As of Friday, I am officially an owner of property in White Utopia: a small and slightly uppity bedroom community of the fair mother city where it’s legal to marry your sister.
Yeah. I need to quit it with the small-town jokes. I mean hey, I could make money here.
After thorough inspection with the jedi master, the property seems to be better than we expected. Central heat & air work fine. No apparent or major plumbing problems. And the two car garage/shop is an actual shop: a mechanics dream complete with engine hoist and two storage rooms with shelves.
Cha-CHING.
There is no indication that our budget would be off. It is now a matter of doing it and hoping it sells within a reasonable amount of time. I credit the CEO’s guidance in every step thus far. Thank you CEO.
The absolute weirdness in all of this is my agent calling and assignment in the fair mother city...

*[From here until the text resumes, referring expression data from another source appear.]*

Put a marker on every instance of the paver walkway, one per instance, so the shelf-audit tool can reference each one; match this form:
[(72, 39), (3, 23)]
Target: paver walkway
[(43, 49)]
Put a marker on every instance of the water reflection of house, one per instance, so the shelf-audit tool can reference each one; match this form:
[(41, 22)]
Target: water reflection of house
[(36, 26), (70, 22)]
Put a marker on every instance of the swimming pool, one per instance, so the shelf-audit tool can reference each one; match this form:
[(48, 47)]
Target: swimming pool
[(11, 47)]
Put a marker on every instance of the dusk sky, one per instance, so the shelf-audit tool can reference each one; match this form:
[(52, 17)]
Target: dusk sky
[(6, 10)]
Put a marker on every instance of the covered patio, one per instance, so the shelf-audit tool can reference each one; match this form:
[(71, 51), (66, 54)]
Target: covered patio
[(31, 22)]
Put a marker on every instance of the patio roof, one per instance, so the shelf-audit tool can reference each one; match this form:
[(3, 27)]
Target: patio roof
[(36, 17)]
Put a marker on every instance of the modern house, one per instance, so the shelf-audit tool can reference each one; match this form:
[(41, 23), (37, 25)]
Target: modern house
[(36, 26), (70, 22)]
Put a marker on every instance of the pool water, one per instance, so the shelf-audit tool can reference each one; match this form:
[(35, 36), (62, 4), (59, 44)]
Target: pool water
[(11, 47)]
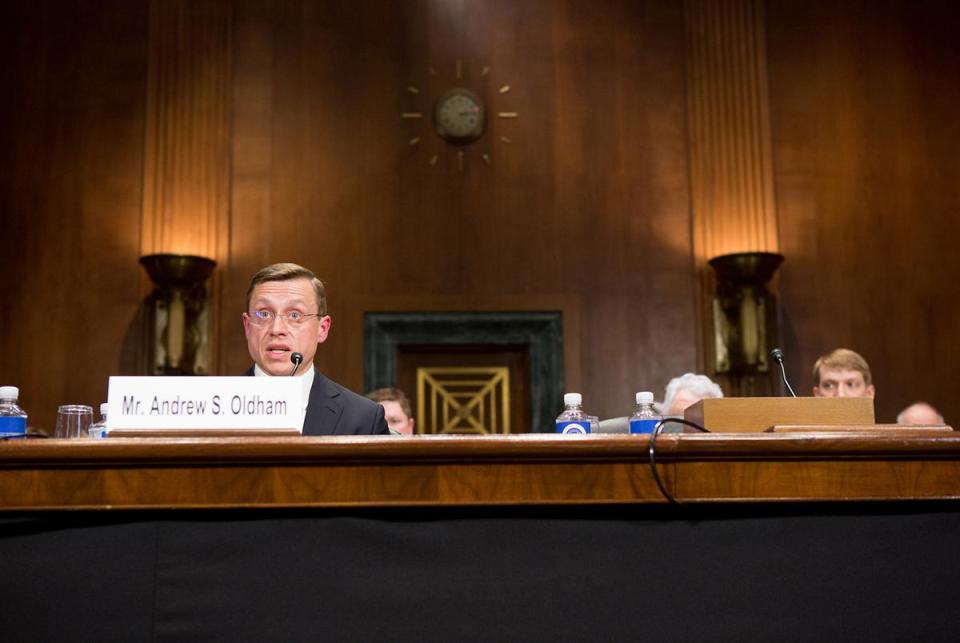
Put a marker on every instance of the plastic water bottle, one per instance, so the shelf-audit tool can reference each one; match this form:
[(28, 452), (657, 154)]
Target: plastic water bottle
[(573, 420), (99, 429), (13, 419), (644, 419)]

Agent Wife and I are convinced we are in the beginnings of a major change. We are putting in a request to the CEO for an assignment change to a different location. The location is yet to be made public and probably won’t be for some time. So endure my vagueness please.
It is difficult to explain our feelings and assumptions at this time. As of this date I have spent over half my life in the fair mother city. I have fallen in love with a side of this city few know. It’s poverty culture saddens me greatly, especially due to it’s close proximity to it’s religious culture.
And Agent Wife and I are huge believers in being missionaries in a single location for the long haul. So why would we up and leave someday?
Possibly because our time is due. And/or this was a mere training season. All of this makes sense to us as we step back and view the big picture of our lives and desires as well as reviews of our dream notebooks, etc.
About a year ago Agent Wife and I contemplated why we still lived here as we had no job or family ties to Abilene. We narrowed our answer down to relationships. And we narrowed those relationships down to two: Obi-Wan and AW’s little sister Princess.
The relationship with Princess ended earlier this year. So that leaves the aging Obi-Wan. As of now, I have no plans to move as long as he is alive and living across the street or here in town. But I have long felt that I’d be released into something should he ever pass on while I’m around.
This move is not a pipe dream. There appears to be an actual opportunity opening up for us elsewhere.
And my heart is slipping away from this city daily. I no longer want to invest here anymore, time-wise, spiritually, and even financially in some areas.
But for some reason, the jedi padawan gig of house-flipping seems to be moving great. So I’ll ride that wave and give it all I got.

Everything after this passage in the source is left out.